Questa è la leadership politica israeliana che ora si unisce per condurre quella che, ci tiene a specificare Netanyahu, non è un’operazione militare ma una vera e propria guerra. Una guerra scatenata dai crimini feroci dei combattenti della Striscia e in cui sin dal primo giorno, da entrambe le parti in conflitto, sono state poste le premesse per disseminare morte e distruzione, che nessuno al Knesset pare voler arginare. 

È proprio a Netanyahu, figura determinante nella vita politica israeliana da oltre vent’anni, che media israeliani autorevoli come Haaretz attribuiscono parte della responsabilità dello scoppio di questo conflitto. Con una politica di violazione dei diritti palestinesi e di espansione degli insediamenti, oltre che attraverso un’attitudine bellicosa verso la Striscia, l’attuale primo ministro avrebbe esasperato la popolazione palestinese e contribuito ad innescare questa tragedia. 

Pacifiste come Avital Brown, però, ritengono queste analisi di secondaria importanza: «Oltre alle singole responsabilità politiche, la causa generale di queste stragi è che siamo in conflitto e quando c’è conflitto le persone usano la violenza. Quello che vogliamo noi è fermare la violenza. Quando abbiamo iniziato a entrare in contatto con le associazioni di donne palestinesi la premessa che abbiamo posto è stata “senza vergogna e senza colpa”. Vergogna e colpa: cioè, il fatto di continuare a guardare al passato incriminando qualcuno non ci porterà da nessuna parte». 

«Non voglio parlare di nulla, se non del fatto che ciò che è accaduto è orribile, la guerra è orribile e Hamas deve pagare un prezzo. Quelli di Hamas non sono i palestinesi con cui noi vogliamo una pace. Ora siamo indignate per i massacri che sono stati commessi il 7 ottobre, ma presto ricominceremo a dire a gran voce che vogliamo guardare al futuro, per far sì che una cosa del genere non accada mai più». 

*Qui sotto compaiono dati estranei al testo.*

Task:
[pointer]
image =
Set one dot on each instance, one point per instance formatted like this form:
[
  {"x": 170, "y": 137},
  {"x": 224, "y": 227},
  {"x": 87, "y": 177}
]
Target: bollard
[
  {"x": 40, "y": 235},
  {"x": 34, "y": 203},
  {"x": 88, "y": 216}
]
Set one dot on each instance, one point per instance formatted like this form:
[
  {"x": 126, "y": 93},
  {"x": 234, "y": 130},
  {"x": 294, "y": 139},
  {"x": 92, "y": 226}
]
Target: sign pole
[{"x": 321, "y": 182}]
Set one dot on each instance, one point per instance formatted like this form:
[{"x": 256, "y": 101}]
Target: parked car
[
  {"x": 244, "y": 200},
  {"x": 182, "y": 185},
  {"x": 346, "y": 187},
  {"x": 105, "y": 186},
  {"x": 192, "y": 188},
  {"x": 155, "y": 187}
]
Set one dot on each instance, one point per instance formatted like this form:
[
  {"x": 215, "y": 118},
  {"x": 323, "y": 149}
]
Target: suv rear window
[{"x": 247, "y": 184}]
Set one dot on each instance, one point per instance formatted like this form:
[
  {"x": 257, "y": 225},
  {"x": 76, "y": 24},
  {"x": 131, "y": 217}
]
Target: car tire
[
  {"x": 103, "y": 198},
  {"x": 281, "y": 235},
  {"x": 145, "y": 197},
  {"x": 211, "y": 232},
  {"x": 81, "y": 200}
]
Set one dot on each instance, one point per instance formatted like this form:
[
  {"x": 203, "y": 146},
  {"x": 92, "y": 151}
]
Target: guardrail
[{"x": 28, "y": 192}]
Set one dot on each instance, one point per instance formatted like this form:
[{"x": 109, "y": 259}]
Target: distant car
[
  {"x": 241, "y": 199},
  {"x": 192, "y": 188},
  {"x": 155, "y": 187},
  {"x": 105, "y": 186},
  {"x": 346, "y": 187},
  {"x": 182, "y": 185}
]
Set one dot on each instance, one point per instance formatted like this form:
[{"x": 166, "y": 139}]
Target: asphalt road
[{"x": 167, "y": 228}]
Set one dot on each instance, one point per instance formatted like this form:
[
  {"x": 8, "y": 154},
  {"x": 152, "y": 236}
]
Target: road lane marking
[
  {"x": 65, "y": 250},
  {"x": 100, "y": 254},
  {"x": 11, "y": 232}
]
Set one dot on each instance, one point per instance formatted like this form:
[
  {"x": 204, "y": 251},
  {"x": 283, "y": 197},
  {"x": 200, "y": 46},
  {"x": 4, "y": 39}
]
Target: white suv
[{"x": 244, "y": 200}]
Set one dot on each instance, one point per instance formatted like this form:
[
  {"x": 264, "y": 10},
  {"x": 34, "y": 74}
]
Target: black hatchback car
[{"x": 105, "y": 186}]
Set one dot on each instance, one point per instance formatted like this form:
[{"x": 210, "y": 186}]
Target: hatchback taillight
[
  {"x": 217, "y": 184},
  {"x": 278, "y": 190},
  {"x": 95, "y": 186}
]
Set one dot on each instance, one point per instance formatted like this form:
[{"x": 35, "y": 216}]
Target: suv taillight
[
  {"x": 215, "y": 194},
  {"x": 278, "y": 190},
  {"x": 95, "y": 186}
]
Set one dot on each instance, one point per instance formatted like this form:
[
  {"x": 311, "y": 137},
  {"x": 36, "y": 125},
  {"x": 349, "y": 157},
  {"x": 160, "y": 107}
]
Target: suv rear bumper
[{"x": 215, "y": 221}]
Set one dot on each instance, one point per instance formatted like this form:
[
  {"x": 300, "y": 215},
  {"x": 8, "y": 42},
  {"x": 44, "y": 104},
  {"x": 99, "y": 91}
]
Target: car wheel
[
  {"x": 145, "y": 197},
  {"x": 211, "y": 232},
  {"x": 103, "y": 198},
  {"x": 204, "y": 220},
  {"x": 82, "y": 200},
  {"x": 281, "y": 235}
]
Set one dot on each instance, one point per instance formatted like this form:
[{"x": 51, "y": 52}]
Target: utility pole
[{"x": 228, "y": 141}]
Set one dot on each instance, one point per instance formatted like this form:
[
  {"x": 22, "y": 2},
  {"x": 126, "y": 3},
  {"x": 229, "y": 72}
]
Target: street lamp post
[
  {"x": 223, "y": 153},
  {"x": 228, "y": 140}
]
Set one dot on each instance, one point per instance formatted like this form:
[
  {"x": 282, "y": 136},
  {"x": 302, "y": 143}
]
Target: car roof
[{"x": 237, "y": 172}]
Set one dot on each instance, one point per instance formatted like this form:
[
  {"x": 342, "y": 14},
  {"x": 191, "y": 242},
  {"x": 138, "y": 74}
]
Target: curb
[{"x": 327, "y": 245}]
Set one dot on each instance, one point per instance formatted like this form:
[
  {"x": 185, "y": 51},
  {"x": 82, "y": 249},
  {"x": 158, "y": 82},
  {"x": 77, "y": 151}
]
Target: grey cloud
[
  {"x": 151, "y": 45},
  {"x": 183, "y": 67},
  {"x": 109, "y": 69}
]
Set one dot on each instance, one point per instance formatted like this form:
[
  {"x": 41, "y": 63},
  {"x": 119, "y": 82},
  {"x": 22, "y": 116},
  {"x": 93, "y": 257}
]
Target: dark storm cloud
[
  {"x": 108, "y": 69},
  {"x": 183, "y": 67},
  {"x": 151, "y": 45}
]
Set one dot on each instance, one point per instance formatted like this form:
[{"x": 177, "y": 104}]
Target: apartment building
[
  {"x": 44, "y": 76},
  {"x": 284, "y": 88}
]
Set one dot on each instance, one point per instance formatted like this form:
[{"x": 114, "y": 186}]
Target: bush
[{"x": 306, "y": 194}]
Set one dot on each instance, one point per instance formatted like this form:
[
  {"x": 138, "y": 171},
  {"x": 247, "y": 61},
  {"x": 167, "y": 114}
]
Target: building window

Le persone con cui Women Wage Peace vuole una pace sono quella parte di società oltre i muri costruiti nei primi anni Duemila per separare i territori palestinesi da Israele che, in West Bank e a Gaza, chiedono di deporre le armi. Tra questi c’è il movimento femminile basato in West Bank Women of the Sun

Solo tre giorni prima dello scoppio di questo conflitto, il 4 ottobre, donne israeliane e palestinesi manifestavano insieme a Gerusalemme e sulla spiaggia di Neve Midbar, in West Bank, racconta Brown: «Loro sono donne palestinesi che vogliono la pace come noi, insieme abbiamo marciato a Gerusalemme e sul Mar Morto, abbiamo presentato la “Petizione delle madri”, in cui sosteniamo che come donne e madri non possiamo appoggiare nessun tipo di violenza».

«Mentre chiedevamo alle nostre leadership di trovare una via di pace, ci abbracciavamo e ci baciavamo. Stiamo parlando di mercoledì, giusto qualche giorno fa – e prosegue – Mantenere questa solidarietà non sarà facile, ma non è stato facile nemmeno in passato. Israeliani e palestinesi muoiono da decenni, abbiamo superato tante sfide in questi anni, come donne israeliane e palestinesi ci siamo chieste molte volte se fosse il caso di continuare a parlare le une con le altre: la risposta è sempre stata “Sì”. Sarà difficile ma non smetteremo, perché molte vite sono state distrutte ma ci sono ancora più vite che, se le cose non cambieranno, saranno in pericolo in futuro. Insomma, non abbiamo scelta».